In August 2020, the Securities and Exchange Commission (SEC) adjusted its definition of an “accredited investor” for the first time in decades. This ruling affects regular investors and self-directed IRA investors. Before this ruling, if you were an investor that did not meet income or net worth criteria, you may not have been allowed to invest in private, alternative assets regardless of your financial knowledge. These new amendments improve the definition of identifying individual investors with the knowledge and expertise to participate in those markets.
Accredited Investor Requirements
- Annual income exceeding $200,000 (or $300,000 joint income) for the previous two years and the expectation to earn an equal or higher income in the current year
- Net worth exceeding $1M (individually or jointly)
- General partner, executive officer, or director for the company issuing unregistered securities
- An entity qualifies if it is a private business development company or organization with $5M in assets or more
- An entity qualifies if its owners are accredited investors – however, an organization cannot be formed with purchasing specific securities as its sole purpose
The amendments revise Rule 501(a), Rule 215, and Rule 144A of the Securities Act.
Accredited Investor Requirement Amendments
- Natural individuals with professional certifications, designations, or credentials designated by the SEC Commission and issued by an accredited educational institution (professional certifications include individuals in good standing of the Series 7, Series 65, and Series 82 licenses)
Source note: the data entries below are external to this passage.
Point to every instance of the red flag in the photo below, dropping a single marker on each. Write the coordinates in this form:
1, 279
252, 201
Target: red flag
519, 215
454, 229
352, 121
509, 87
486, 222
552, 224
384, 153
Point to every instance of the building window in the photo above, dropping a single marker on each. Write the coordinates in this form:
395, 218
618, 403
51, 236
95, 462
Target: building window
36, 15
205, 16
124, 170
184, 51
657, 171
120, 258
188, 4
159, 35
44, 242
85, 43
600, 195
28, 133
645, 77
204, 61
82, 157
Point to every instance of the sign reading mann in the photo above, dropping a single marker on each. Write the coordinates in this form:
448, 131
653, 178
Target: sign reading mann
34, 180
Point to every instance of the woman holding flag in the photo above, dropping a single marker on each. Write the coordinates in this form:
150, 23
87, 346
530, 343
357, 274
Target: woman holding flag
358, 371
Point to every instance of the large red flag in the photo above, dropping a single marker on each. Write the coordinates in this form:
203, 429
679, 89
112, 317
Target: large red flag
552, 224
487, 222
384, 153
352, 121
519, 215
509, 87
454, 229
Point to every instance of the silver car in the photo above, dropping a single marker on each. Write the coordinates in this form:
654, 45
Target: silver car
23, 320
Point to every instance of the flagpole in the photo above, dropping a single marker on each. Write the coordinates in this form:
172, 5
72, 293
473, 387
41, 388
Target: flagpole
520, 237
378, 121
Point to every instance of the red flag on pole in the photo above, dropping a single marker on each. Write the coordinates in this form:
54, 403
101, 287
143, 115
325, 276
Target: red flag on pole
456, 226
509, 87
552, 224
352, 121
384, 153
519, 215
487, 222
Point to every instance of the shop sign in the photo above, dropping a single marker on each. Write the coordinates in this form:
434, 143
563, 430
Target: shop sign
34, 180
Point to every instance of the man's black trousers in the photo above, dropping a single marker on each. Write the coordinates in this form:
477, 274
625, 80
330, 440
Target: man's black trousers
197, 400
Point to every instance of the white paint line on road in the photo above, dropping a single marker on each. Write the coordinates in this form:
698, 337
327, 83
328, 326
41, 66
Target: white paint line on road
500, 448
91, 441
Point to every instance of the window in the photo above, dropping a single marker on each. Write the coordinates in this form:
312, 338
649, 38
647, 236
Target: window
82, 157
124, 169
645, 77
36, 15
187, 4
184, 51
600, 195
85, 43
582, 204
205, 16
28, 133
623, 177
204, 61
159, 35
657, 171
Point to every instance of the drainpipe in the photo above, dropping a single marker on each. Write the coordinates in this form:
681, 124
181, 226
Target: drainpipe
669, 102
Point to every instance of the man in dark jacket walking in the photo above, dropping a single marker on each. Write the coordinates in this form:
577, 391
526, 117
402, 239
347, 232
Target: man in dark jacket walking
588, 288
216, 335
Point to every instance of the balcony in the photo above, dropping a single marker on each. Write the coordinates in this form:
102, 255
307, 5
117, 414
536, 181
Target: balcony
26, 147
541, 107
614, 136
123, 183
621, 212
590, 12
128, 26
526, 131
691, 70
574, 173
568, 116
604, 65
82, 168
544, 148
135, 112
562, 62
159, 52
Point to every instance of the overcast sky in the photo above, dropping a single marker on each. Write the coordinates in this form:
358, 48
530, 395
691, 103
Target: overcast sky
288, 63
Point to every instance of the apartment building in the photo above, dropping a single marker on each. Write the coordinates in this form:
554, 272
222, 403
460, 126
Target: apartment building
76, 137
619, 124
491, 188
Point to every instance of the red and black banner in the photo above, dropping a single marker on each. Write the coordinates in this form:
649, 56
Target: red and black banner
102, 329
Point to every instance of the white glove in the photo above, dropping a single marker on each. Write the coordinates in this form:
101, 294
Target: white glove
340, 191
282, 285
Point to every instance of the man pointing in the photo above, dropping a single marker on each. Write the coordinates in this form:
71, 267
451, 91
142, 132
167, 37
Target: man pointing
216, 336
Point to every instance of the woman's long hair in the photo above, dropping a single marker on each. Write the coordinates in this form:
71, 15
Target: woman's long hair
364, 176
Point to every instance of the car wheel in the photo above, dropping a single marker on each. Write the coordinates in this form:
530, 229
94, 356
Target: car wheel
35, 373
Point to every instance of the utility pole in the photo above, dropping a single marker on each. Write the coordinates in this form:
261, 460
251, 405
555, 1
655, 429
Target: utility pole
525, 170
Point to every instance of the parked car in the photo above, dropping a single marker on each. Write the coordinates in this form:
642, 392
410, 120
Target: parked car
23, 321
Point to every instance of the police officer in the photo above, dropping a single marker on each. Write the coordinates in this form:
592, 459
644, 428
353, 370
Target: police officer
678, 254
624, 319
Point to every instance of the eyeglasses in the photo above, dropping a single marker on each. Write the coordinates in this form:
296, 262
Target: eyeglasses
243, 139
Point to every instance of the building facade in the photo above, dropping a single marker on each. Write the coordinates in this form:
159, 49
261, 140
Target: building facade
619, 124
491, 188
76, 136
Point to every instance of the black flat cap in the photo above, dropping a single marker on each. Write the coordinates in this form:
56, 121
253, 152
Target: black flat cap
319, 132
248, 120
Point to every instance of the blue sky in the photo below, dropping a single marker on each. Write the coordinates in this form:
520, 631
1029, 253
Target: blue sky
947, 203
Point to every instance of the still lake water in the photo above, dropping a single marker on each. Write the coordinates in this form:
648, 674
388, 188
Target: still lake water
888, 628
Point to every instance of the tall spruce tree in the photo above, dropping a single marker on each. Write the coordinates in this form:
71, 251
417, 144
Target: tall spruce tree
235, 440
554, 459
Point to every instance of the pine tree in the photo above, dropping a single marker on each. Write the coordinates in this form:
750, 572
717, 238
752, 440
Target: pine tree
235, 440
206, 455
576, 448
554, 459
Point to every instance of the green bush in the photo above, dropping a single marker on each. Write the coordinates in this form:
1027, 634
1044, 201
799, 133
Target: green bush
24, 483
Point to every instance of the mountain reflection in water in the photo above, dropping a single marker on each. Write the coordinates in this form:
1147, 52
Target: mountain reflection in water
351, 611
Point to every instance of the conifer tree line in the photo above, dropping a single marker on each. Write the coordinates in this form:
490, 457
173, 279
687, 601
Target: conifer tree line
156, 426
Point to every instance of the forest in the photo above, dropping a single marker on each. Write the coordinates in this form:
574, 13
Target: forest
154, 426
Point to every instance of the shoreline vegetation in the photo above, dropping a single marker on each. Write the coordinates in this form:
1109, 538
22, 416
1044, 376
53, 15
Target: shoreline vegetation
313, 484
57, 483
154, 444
- Spousal equivalents, opening the option to pool assets to qualify as accredited investors
- Natural persons who are knowledgeable employees of a private fund
- Entities with at least $5M in assets with SEC and state-registered investment advisors, exempt reporting advisers, and rural business investment companies (RBICs)
- Entities that own investments as defined in Rule 2a51-1(b) under the Investment Company Act with $5M or more in assets not formed for the sole purpose of investing in securities offered
- Family offices that have at least $5M in assets under management and family clients (each term is defined under the Investment Advisers Act)
This rule directly applies to self-directed IRA investors. Many self-directed IRAs invest in private equity or private placements; the underlying IRA owner must qualify as an accredited investor. The new definition allows more investor’s eligibility to invest in these types of assets.
The modernization of the rules is a welcome improvement. This ruling will become effective on October 25, 2020.